2 🧠 Neural Frontiers: The Brain-Computer Interface Revolution — From thought-controlled devices to memory enhancement, dive into the fast-evolving world of brain tech — and the ethical mazes it brings.

3 🪐 Planet B: Terraforming Ideas for Earth 2.0 — Science fiction meets climate urgency. This talk blends real research with wild speculation — from Mars domes to floating cities in the clouds of Venus.

4 💼🚫 Post-Work: Imagining a Life Beyond Jobs — As automation reshapes labor, what comes next? UBI, digital nomadism, reputation economies — a candid discussion about freedom, purpose, and survival.

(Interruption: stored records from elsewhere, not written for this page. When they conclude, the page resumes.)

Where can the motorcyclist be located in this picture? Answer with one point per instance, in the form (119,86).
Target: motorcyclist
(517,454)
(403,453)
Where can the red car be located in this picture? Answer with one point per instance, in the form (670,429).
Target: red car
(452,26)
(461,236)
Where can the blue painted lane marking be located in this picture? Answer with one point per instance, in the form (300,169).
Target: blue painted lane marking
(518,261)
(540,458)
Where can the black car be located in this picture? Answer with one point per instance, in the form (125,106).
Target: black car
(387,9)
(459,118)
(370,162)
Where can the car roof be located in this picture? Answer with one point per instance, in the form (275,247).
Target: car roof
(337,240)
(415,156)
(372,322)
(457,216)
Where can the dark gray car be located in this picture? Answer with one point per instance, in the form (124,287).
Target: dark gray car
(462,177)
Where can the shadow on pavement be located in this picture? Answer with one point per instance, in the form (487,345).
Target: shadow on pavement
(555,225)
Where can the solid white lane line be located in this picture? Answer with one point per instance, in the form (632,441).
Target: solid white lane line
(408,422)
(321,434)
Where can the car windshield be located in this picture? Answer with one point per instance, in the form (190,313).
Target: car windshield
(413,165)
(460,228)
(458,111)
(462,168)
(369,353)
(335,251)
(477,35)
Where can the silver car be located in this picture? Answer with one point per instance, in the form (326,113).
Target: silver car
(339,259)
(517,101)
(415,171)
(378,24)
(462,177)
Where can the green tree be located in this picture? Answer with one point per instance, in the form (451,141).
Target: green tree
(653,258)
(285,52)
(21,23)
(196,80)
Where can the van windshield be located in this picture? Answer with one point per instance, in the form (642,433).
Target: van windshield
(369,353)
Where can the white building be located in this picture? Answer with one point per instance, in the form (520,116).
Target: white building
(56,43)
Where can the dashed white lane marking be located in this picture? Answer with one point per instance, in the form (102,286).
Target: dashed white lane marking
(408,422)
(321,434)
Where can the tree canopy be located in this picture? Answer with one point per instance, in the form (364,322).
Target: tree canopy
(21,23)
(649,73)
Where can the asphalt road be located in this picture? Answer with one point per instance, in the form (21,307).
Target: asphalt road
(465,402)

5 💻⚖️ Code as Culture: Programming the Future We Want — Code is not neutral — it shapes societies. This talk explores how developers are becoming the new lawmakers, and how we hold them acc

So for real retrieval we have to set a retrieval count of how many documents we want to retrieve e.g. **k=3**

In [32]:
retrieved_festival_talks = sorted_festival_talks[:3]

Let's now make our final call

In [36]:
retrieved_content = '\n\n'.join(retrieved_festival_talks)

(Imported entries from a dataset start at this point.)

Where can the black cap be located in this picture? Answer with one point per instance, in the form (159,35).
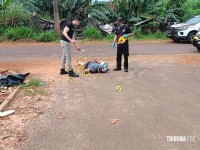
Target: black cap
(119,20)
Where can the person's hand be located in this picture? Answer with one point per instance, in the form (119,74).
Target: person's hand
(113,44)
(126,36)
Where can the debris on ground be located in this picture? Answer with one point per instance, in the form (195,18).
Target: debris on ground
(7,113)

chat_response = chat(model='gemma3:1b', messages=[
    {
    'role': 'user',
    'content': 'User Question:\nI am interested in AI talks\n\n' + 'Answer the user question on festival talks as best as you can based on the retrieved festival talks\n\nRetrieved content:\n\n' + retrieved_content,
    },
])

display(Markdown(chat_response.message.content))

Okay, based on the retrieved content, here’s a breakdown of potential AI talks at a festival, categorized and with a focus on what might be engaging:

**1. Focus on AI & the Soul of Art:**

*   **“🎨🤖 AI & the Soul of Art: Who Really Owns Creativity?”** – This is a strong candidate. It directly addresses a significant and evolving topic: the role of AI in creative expression.  It probes the question of meaning and ownership in art – a really compelling conversation.

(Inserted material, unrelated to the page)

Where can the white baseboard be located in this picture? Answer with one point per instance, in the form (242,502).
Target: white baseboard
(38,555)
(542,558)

**2. Focus on Brain Tech:**

*   **🧠 Neural Frontiers: The Brain-Computer Interface Revolution** – This talk is highly likely to be relevant.  It touches on the core themes of AI and the brain, which is ripe for discussion and potentially offers fascinating insights.

**3. Focus on Climate Change & Earth Transformation:**

*   **🪐 Planet B: Terraforming Ideas for Earth 2.0** –  This talk, while more speculative, could be captivating. The combination of real science and imaginative world-building makes it potentially highly engaging for a festival audience.


---

**To help me refine this further and suggest *more* relevant talks, could you tell me:**

*   **What kind of festival is it?** (e.g., Tech, Science, Arts, etc.?)
*   **What is the overall tone of the festival?** (e.g., Serious and academic, lighthearted and exploratory?)

## Conclusion

Okay we saw that the whole idea of retrieval augmented generation is quite simple and depends on augmenting the LLM with extra context in the prompt. The context could also be retrieved if there is a lot of content and we are not able to just stick everything in the prompt. Now we already have a nice RAG chatbot coded by hand!!